The dollar hit its highest level in 20 years, following the strict statements Federal Reserve Chairman Jerome PowellBy continuing to raise interest rates to reach the inflation target of 2%.
For his part, IG financial analyst Montaser Safi El-Din said that Jerome Powell’s words were short and clear that there will be a rise in the interest rate, but it will stop for a longer period, once morest market expectations of a rate cut at the beginning of next year.
Safi Al-Din added, in an interview with Al-Arabiya, today, Monday, that Jerome Powell mentioned the word inflation 50 times, while he mentioned jobs and the economy below 10 times, and therefore there will be a sacrifice of jobs and the economy at the expense of inflation, pointing to the increasing expectations of the Federal Reserve increasing the interest rate by 75 basis points in September.
The dollar consolidated its gains as a safe haven following warnings by Powell that addressing inflation would be painful for US households and companies.
The two-year US Treasury yield rose in the wake of Jerome Powell’s recent comments, reaching 3.49%, the highest level since late 2007, while the 10-year yield was stable at 3.12%, deepening the yield curve inversion.
The dollar index, which measures the value of the US currency once morest a basket of other currencies, rose to a new high it had not reached two decades ago at 109.48.
This left European currencies in the doldrums even though the hawkish European Central Bank’s hawkish comments boosted expectations of a rate hike in September.

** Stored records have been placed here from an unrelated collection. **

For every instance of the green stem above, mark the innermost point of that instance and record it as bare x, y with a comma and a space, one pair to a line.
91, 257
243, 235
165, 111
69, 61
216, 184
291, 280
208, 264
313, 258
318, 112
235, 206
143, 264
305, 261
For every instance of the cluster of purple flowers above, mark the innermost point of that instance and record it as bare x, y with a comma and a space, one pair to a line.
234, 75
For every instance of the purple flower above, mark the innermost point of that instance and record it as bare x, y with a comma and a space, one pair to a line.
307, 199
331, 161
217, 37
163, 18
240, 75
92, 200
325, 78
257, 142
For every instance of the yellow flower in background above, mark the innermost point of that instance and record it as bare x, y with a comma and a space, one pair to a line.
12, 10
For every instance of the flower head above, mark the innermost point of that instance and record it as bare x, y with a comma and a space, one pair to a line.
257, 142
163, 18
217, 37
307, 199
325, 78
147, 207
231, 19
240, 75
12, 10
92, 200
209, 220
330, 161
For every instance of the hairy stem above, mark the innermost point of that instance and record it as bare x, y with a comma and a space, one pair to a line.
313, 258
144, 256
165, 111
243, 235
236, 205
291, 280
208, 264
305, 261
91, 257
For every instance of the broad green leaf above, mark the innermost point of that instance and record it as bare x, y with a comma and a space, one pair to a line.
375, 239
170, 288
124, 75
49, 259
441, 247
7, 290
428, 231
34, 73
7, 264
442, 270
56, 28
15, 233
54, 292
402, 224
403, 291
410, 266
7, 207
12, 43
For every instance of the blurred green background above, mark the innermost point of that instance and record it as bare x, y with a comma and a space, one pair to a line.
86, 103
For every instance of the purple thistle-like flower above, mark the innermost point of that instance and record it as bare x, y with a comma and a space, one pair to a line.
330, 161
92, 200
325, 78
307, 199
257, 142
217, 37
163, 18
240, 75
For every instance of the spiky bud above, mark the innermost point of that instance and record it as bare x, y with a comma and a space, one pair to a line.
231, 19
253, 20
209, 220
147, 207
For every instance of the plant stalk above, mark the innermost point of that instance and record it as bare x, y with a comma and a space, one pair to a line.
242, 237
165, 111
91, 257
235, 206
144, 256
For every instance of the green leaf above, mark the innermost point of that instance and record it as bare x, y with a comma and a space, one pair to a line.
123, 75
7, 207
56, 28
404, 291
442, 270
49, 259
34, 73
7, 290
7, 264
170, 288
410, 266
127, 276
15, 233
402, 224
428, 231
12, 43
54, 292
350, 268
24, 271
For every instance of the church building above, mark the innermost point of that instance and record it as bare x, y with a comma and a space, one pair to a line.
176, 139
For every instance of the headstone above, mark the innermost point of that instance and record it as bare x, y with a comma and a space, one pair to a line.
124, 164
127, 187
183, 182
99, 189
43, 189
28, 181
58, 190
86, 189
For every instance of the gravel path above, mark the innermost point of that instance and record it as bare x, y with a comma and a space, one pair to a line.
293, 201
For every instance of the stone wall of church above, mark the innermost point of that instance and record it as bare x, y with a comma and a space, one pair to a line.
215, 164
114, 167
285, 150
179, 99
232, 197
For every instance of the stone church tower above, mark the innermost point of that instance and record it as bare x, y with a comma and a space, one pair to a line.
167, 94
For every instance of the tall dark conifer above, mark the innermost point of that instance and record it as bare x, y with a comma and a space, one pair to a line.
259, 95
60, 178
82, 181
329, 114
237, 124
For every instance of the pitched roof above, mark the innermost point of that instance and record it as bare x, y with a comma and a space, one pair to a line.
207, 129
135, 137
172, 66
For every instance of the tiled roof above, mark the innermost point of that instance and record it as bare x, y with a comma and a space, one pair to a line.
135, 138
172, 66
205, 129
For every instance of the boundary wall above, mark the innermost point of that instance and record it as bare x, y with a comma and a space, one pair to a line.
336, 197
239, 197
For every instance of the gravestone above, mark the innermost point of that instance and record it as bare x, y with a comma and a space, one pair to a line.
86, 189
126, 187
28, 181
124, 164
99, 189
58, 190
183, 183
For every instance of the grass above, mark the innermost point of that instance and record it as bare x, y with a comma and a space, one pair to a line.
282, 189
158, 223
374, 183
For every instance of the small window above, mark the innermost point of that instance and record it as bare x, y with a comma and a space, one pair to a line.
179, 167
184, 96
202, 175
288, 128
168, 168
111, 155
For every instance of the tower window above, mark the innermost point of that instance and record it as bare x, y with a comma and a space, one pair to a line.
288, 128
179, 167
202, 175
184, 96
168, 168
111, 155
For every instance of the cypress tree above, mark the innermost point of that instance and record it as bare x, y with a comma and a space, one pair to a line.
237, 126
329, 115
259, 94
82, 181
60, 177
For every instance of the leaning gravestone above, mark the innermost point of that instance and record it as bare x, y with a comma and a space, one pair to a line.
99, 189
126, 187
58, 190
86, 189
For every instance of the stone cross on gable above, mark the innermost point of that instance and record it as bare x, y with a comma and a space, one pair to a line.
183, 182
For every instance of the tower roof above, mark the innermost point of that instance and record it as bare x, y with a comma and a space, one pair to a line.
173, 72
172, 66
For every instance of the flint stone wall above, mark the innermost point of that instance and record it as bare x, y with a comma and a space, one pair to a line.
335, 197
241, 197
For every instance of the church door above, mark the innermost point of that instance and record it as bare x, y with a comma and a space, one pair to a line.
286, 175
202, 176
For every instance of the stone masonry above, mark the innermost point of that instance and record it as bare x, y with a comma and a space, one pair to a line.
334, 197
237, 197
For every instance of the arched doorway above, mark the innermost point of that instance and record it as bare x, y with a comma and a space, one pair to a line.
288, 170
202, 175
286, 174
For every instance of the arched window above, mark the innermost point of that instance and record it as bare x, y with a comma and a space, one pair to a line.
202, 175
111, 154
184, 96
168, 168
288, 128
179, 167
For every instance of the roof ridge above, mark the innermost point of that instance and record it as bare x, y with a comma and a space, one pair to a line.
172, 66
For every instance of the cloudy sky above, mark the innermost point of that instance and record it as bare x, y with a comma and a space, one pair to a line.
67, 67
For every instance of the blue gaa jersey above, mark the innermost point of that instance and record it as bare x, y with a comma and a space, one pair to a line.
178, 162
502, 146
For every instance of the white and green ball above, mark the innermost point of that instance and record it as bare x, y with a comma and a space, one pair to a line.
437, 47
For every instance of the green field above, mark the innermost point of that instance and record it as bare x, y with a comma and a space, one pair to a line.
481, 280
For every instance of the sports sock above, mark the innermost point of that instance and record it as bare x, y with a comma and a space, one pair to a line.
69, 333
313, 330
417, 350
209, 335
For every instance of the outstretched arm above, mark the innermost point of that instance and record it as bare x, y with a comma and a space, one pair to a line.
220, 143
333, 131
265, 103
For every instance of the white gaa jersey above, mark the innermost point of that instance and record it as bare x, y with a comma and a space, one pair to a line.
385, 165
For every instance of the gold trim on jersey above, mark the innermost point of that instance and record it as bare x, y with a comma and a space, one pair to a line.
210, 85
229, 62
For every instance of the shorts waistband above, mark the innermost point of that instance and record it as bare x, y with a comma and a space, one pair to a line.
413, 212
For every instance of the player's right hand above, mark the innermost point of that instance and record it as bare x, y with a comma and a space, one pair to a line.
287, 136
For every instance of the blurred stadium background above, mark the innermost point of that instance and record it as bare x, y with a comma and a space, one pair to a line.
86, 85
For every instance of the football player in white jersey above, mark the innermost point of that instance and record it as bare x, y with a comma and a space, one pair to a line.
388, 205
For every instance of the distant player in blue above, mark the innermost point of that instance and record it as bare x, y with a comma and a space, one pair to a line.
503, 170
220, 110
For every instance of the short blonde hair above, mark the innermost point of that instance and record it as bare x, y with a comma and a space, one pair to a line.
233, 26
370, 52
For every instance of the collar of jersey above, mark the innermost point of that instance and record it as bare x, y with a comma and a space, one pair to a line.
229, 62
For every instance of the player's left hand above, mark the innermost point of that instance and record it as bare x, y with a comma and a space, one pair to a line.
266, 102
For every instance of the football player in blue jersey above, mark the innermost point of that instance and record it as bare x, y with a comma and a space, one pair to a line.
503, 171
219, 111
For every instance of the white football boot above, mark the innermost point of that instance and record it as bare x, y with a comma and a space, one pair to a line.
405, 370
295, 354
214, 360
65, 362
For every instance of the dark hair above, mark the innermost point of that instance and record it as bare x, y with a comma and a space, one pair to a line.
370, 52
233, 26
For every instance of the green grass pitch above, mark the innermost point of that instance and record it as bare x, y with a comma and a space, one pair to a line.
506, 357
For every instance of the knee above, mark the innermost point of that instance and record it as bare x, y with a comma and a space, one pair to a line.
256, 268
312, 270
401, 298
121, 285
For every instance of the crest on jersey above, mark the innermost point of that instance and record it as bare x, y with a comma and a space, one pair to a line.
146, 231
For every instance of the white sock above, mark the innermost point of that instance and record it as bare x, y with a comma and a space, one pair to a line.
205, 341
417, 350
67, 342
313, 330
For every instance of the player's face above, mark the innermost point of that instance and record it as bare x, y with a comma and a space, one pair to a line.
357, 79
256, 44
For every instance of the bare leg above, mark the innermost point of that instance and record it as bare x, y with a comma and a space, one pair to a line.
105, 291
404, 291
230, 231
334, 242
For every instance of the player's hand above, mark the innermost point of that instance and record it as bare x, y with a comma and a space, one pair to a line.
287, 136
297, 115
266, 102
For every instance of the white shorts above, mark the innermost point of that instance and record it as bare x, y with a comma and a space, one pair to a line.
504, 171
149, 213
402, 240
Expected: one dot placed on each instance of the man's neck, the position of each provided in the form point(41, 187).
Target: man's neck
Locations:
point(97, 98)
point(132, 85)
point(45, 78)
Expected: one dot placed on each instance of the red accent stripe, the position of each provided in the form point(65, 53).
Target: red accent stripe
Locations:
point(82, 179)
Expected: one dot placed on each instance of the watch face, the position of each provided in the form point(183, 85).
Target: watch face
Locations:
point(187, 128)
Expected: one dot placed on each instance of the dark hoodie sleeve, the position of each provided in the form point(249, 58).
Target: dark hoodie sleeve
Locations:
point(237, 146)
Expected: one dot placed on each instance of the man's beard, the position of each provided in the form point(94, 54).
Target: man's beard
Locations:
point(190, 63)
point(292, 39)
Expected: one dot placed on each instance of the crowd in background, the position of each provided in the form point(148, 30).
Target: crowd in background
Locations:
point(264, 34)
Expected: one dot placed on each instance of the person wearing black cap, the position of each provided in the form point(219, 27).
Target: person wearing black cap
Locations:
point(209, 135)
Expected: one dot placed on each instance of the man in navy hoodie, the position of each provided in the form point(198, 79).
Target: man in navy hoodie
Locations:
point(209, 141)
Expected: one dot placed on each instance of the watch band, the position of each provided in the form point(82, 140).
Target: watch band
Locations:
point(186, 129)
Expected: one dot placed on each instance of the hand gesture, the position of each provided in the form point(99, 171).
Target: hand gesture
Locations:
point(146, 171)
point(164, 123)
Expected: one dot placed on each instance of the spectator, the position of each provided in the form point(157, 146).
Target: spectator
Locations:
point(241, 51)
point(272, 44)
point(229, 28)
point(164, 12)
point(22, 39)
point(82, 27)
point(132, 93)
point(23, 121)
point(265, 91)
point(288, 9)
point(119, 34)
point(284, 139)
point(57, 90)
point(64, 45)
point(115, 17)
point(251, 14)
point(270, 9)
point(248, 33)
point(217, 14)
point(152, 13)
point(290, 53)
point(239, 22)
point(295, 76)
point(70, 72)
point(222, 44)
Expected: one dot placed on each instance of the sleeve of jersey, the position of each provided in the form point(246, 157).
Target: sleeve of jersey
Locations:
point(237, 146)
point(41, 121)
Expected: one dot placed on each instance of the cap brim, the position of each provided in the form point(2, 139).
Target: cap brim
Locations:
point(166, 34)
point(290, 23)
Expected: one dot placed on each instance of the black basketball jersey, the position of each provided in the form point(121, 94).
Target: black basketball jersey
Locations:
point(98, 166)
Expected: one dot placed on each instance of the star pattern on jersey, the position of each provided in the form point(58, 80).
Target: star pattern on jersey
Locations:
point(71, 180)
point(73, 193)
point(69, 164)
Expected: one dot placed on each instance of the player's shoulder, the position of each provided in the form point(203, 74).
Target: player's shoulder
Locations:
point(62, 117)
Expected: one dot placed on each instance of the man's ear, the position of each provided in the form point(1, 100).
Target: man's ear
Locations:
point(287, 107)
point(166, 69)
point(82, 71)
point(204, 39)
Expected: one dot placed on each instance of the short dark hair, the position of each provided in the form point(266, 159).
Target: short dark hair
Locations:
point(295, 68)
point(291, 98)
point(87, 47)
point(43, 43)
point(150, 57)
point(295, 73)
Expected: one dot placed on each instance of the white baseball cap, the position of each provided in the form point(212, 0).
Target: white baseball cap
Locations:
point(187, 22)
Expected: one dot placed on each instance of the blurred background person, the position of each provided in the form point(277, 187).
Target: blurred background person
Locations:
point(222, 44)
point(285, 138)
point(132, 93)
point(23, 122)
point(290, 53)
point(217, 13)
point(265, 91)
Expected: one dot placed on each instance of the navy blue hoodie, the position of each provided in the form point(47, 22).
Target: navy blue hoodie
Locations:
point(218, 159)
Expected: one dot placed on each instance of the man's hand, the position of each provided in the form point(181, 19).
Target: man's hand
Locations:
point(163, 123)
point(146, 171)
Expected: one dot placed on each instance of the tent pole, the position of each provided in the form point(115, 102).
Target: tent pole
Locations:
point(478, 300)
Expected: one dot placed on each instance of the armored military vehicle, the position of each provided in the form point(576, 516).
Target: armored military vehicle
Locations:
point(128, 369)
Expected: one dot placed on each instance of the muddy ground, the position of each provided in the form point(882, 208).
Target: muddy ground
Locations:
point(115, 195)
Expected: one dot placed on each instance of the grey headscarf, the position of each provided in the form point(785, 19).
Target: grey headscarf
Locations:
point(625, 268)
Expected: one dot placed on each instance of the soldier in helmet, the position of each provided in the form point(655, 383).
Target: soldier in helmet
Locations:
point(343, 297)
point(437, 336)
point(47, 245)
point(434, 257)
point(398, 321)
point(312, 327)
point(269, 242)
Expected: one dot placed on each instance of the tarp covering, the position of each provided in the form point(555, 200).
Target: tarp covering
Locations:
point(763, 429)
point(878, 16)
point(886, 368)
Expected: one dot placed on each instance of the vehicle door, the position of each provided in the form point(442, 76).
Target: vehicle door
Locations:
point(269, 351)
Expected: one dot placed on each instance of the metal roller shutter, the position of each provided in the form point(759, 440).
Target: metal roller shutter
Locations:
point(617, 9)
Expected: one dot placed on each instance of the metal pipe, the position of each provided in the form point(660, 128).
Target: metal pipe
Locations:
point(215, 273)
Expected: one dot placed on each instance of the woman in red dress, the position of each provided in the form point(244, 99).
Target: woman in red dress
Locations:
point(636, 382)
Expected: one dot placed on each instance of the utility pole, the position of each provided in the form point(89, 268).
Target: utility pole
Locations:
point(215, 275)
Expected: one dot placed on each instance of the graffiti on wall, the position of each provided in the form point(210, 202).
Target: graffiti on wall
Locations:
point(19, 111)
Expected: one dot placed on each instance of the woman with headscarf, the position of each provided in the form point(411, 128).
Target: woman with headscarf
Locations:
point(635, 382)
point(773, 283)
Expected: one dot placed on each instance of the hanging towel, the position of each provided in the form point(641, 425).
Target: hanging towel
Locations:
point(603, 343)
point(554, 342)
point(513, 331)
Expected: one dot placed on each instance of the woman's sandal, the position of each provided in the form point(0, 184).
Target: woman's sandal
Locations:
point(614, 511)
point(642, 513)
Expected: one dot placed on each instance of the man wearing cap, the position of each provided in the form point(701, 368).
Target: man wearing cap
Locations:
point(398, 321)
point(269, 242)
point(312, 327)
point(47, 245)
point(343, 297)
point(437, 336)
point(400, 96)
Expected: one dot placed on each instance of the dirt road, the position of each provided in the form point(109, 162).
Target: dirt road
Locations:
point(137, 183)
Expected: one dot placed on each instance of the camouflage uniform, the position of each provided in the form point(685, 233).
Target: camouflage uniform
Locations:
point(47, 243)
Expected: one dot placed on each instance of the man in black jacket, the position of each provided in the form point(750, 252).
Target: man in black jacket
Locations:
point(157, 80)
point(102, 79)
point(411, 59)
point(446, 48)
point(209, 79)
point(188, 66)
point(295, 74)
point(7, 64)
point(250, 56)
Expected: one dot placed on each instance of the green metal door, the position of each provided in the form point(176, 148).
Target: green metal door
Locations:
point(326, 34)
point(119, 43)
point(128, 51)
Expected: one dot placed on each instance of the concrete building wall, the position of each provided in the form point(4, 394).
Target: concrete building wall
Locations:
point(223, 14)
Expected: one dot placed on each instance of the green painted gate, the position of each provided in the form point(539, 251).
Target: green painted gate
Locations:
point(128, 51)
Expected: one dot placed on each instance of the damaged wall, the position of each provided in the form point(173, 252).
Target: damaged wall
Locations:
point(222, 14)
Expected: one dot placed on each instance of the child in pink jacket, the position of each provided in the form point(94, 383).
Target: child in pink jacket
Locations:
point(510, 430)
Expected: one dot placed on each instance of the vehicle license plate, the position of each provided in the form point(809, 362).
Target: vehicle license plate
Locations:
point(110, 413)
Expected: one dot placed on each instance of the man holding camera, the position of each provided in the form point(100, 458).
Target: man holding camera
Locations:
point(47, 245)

The euro fell 0.25% in early European trade to $0.99415, close to its lowest level in 20 years, while the pound fell to its lowest level in two and a half years.
Speaking at a central bank symposium in Jackson Hole, Wyoming, on Friday, Powell said that the Federal Reserve will raise interest rates to the highest level necessary to restrain growth, and will keep them at that level “for some time” to reduce inflation, which has reached more than three times the Fed’s target rate of 2%.
And US Treasury yields rose, as the two-year bond yields reached their highest level in 15 years at regarding 3.49%, which contributed to strengthening the dollar index.
The dollar rose 0.8 percent to 138.81 yen following hitting its highest level since July 21, while the yuan fell to a two-year low of 6.9321 per dollar.
The British pound fell to its lowest level in two and a half years at $1.1649, before finally falling 0.5% to $1.1676.
With risk aversion dominating global markets, the Australian and New Zealand dollars were negatively affected by selling pressure.
The Australian dollar fell to $0.6838, its lowest level since July 19, while the New Zealand dollar fell to its lowest level since mid-July at $0.61.
As for cryptocurrencies, Bitcoin recovered some of its value but remained below the $20,000 level.